Figure 2 shows the FID values during the training for all models and classes. Interestingly, FID values do not simply decrease during training for all models, but can also increase towards the middle or end of the training process. This is especially apparent for DreamBooth, LoRA, and fine-tuning models, where the FID increases from the start or later during training. The LoRA model sees a sharp drop in FID values in the beginning and shows another decline towards the end of training.
Figure 3 illustrates this by showing image samples of the LoRA model from different training iterations, while images from iteration 500 exhibit the largest FID values and a low quality, the quality improves substantially in iteration 2000. In iteration 7500 the FID rises again and the quality decreases, as shown clearly by a faulty image. In the end of the training process, the FID decreases again slightly and quality seems to increase, while not fully reaching earlier levels. This non-monotonic FID progression confirms the general usefulness of monitoring the FID values during the training process to pick the best model iteration.
Another noteworthy observation is a difference in FID curves between classes. Healthy images generally have lower FID values than the pathological classes, which might stem from a substantial difference in quantity of the underlying real images.
Figure 4 shows the MS-SSIM values during the training for all models and classes. In this case, the larger quantity of healthy images seems to be a disadvantage, as they generally produce higher MS-SSIM values and therefore show a lower diversity.
Table 5 shows the resulting minimum FID and MS-SSIM values for all models and classes. The GAN model shows the lowest FID values for all classes by a sizable margin, followed by unconditional and fine-tuning models. DreamBooth and LoRA models generally show larger FID values and therefore lower fidelity images. The MS-SSIM values are mostly similar for the minimum FID iterations, with unconditional and DreamBooth models having slightly higher values.
4.2. Medical Assessment
Quantitative distance metrics can be a good first indicator of image quality, but they do not provide any medical assessment of image quality or pathological plausibility of the synthetic images. We argue that an evaluation by a human expert is critical in such a sensitive medical setting. A dedicated thoracic radiologist (C.K.) with 9 years of experience in lung imaging has therefore assessed the quality and plausibility of the generated images from a medical perspective.
The quality of an image was assessed on a scale of 1 (lowest quality) to 5 (highest quality). Important aspects of the quality assessment are that thorax and lungs are shown as a whole, so that the anatomy is reproduced correctly and to scale. The sharpness and contours must be reproduced correctly. If a pathology was present, it was evaluated according to its characteristic appearance on a scale from 1 to 3 (1 = completely inappropriate, 2 = partly characteristic, 3 = characteristic). Important aspects of the plausibility assessment are to what extent the typical appearance of pneumonia is reproduced. This includes the density, the sharpness compared to the lungs, the relationship to other anatomical structures (heart, pleura) as well as the distribution pattern within both lungs (centrally emphasized, peripherally emphasized, division into the individual lung lobes).
Figure 5 shows the assessment of four synthetic image samples with high/low quality and high/low plausibility scores. In (a, b) the anatomical structures are reproduced realistically and the proportions are accurate. The pleura, diaphragm, heart contour and hilar vessels are reproduced with absolute precision. The breast shadow is also reproduced exactly in (a), which simulates a woman as the gender of the patient. The quality rating is accordingly rated score 5 without any gradations. The healthy state in image (a) is shown regularly with a quality score of 5. The bacterial pneumonia in (b) is rather atypical, a suspect bronchial carcinoma from the simulated image is more realistic.
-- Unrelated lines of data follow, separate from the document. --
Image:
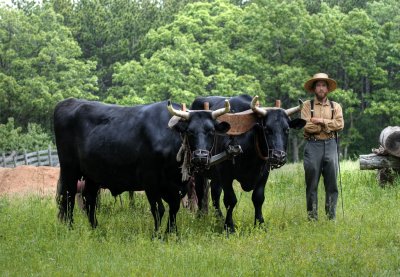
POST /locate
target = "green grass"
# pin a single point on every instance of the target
(365, 242)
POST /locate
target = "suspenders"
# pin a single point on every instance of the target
(312, 108)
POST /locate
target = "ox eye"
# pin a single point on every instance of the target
(267, 130)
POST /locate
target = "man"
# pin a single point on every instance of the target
(324, 118)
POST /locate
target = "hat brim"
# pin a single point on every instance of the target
(308, 86)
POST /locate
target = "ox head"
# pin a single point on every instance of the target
(273, 128)
(199, 129)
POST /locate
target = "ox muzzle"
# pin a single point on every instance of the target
(200, 158)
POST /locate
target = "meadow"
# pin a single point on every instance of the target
(363, 241)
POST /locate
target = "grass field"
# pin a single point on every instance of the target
(363, 242)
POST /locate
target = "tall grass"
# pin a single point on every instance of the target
(363, 242)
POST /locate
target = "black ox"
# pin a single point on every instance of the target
(127, 149)
(262, 134)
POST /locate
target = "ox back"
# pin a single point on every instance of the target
(121, 149)
(264, 143)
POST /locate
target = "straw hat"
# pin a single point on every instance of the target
(308, 86)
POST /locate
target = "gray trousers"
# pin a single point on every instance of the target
(320, 158)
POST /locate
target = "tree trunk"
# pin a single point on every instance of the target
(373, 161)
(390, 140)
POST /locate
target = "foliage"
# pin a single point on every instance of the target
(364, 242)
(13, 138)
(39, 66)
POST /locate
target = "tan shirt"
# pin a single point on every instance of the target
(326, 130)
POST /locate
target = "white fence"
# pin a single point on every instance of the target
(47, 157)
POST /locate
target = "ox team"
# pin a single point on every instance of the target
(132, 148)
(127, 149)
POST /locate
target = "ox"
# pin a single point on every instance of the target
(127, 149)
(262, 134)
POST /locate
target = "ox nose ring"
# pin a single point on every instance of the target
(200, 157)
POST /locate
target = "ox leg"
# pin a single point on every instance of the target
(202, 186)
(173, 210)
(172, 197)
(157, 209)
(230, 203)
(90, 194)
(216, 191)
(258, 198)
(66, 190)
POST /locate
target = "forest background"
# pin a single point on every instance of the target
(132, 52)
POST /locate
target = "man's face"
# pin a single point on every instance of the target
(321, 90)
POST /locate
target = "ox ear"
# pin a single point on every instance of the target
(222, 127)
(297, 123)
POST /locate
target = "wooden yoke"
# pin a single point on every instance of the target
(240, 122)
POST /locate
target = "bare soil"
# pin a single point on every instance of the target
(24, 180)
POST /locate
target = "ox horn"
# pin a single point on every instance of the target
(257, 109)
(222, 111)
(172, 111)
(295, 109)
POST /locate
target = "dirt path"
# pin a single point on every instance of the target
(22, 180)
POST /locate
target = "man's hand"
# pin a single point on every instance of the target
(317, 120)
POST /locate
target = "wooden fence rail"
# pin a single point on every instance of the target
(47, 157)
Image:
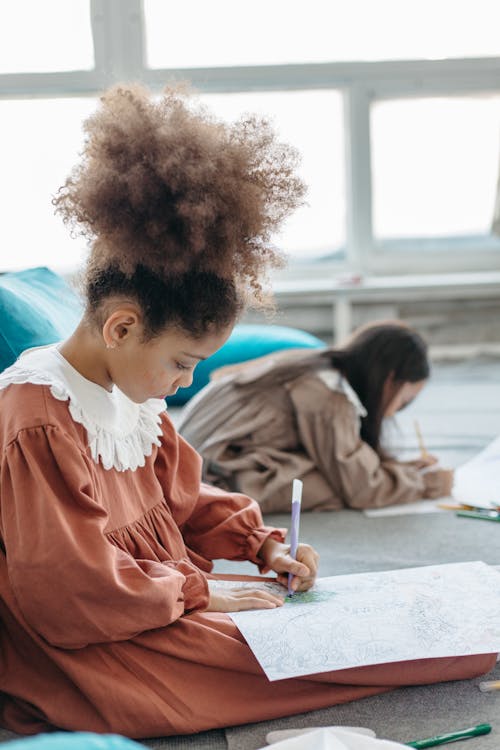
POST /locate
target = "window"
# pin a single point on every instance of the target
(207, 33)
(435, 166)
(52, 35)
(40, 143)
(395, 108)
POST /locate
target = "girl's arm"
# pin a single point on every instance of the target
(215, 524)
(72, 585)
(329, 431)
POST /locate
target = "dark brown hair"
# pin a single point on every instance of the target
(177, 204)
(373, 354)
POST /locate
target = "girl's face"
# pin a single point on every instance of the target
(157, 368)
(399, 395)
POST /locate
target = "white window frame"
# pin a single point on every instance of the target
(119, 43)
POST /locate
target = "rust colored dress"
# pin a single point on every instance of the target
(106, 542)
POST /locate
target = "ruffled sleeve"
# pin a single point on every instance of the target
(72, 585)
(214, 524)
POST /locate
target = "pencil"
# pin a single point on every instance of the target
(421, 444)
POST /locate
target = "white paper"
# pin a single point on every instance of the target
(421, 506)
(375, 618)
(334, 738)
(477, 482)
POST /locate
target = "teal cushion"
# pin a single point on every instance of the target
(246, 342)
(74, 741)
(37, 307)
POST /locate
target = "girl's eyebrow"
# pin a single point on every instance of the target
(193, 356)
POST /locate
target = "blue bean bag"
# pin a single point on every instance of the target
(246, 342)
(74, 741)
(37, 307)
It does not reflect peripheral inflammation in the sense of bronchopneumonia or lobar pneumonia, hence the assessment of plausibility as inappropriate (score 1). Image (c) appears artificial in appearance, the diaphragm contours, the heart silhouette and the bones are not realistically reproduced, the image quality is only rated with score 1. In contrast, no pathology of the lung parenchyma is recognizable, but this is still realistic and therefore rated as score 3 in terms of plausibility. Image (d) also appears artificial in appearance, in particular the hints of foreign material/lines and heart contours are unrealistic (quality score 1). The inflammations of the lungs described also seem unrealistic for any type of pneumonia; a fungal infection is unrealistically shown (plausibility score 1).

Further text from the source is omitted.